This is Exercise 3c. from Chapter 9, Section 7 of Ideals, Varieties, and Algorithms by Cox et al.
Given $I=\langle xy, xz+z(y^2-z^2)\rangle$, prove that $I=\langle x, z(y^2-z^2)\rangle \cap \langle y, xz-z^3)\rangle $.
I proved it using Groebner basis algorithm.
But the problem also says that there is an elementary argument. So I tried:
The direction $\subset$ is trivial. To show the other direction,
$$\text{Let } f=p_1 x+p_2 z(y^2-z^2)=q_1 y+q_2(xz-z^3)\\ f=(p_1-p_2z+p_2z)x+p_2z(y^2-z^2)\\ =(p_1-p_2z)x+p_2(xz+z(y^2-z^2))$$
For this to be in $I$, we need that $p_1-p_2z$ has a factor $y$.
Or from the other expression,
$$f=(q_1-q_2yz+q_2yz)y+q_2(xz-z^3)\\ =(q_1-q_2yz)y+q_2(xz+z(y^2-z^2))$$
We need that $q_1-q_2yz$ has a factor $x$.

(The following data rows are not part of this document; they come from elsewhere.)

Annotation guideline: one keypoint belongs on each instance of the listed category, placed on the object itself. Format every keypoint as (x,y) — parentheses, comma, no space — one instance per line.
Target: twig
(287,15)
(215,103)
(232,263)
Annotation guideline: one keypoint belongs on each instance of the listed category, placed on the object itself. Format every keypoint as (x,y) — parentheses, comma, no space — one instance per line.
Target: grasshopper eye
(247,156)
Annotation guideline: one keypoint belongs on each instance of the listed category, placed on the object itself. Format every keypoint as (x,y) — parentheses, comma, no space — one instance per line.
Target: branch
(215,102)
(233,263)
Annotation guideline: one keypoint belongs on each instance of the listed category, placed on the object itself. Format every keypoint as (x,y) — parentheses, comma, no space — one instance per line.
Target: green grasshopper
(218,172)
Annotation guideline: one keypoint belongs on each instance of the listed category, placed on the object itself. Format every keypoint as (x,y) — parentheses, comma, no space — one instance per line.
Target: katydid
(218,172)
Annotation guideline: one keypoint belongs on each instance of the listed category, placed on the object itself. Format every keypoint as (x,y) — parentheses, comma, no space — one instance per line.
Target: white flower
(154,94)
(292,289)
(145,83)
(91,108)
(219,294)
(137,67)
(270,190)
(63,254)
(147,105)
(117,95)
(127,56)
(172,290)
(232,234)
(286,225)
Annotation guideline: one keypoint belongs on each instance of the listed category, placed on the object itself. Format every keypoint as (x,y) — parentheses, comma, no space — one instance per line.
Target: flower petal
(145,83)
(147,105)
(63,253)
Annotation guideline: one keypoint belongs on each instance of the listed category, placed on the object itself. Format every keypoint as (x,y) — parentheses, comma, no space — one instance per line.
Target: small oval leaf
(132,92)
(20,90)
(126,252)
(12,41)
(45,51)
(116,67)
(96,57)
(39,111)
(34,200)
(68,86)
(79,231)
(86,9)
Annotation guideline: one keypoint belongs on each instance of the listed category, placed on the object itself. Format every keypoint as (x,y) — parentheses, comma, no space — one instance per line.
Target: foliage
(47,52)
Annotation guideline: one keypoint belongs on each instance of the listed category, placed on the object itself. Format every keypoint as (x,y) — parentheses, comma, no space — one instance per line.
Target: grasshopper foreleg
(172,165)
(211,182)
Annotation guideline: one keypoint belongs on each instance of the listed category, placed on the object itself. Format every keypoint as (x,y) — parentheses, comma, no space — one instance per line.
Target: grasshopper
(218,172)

I don't know how to continue. Any help will be greatly appreciated!
Edit
Using $q_1=xu+zv$ and $p_1=sy+tz$, we get $$f=uxy+vyz+q_2(xz-z^3)\\ =sxy+txz+p_2z(y^2-z^2)$$
I don't see how to put this into my argument above. Also since we don't know the nature of $u,v,s,t,p,q$, we cannot equate anything. So how to continue?
Edit 2 Now $uxy-sxy\in \langle z\rangle$, so we let $u-s=wz$. This leads to $$f=(s+wz)xy+vyz+q_2(xz-z^3)\\ =sxy+txz+p_2z(y^2-z^2)$$ So $$wxy+vy+q_2(x-z^2)=tx+p_2(y^2-z^2)$$
I believe we want to show either $wx+v=yq_2$ or $t=p_2$.
Following the same idea, we can let $q_2(x-z^2)-tx+p_2z^2=Ay$. This gives us $wx+v+A=p_2y$.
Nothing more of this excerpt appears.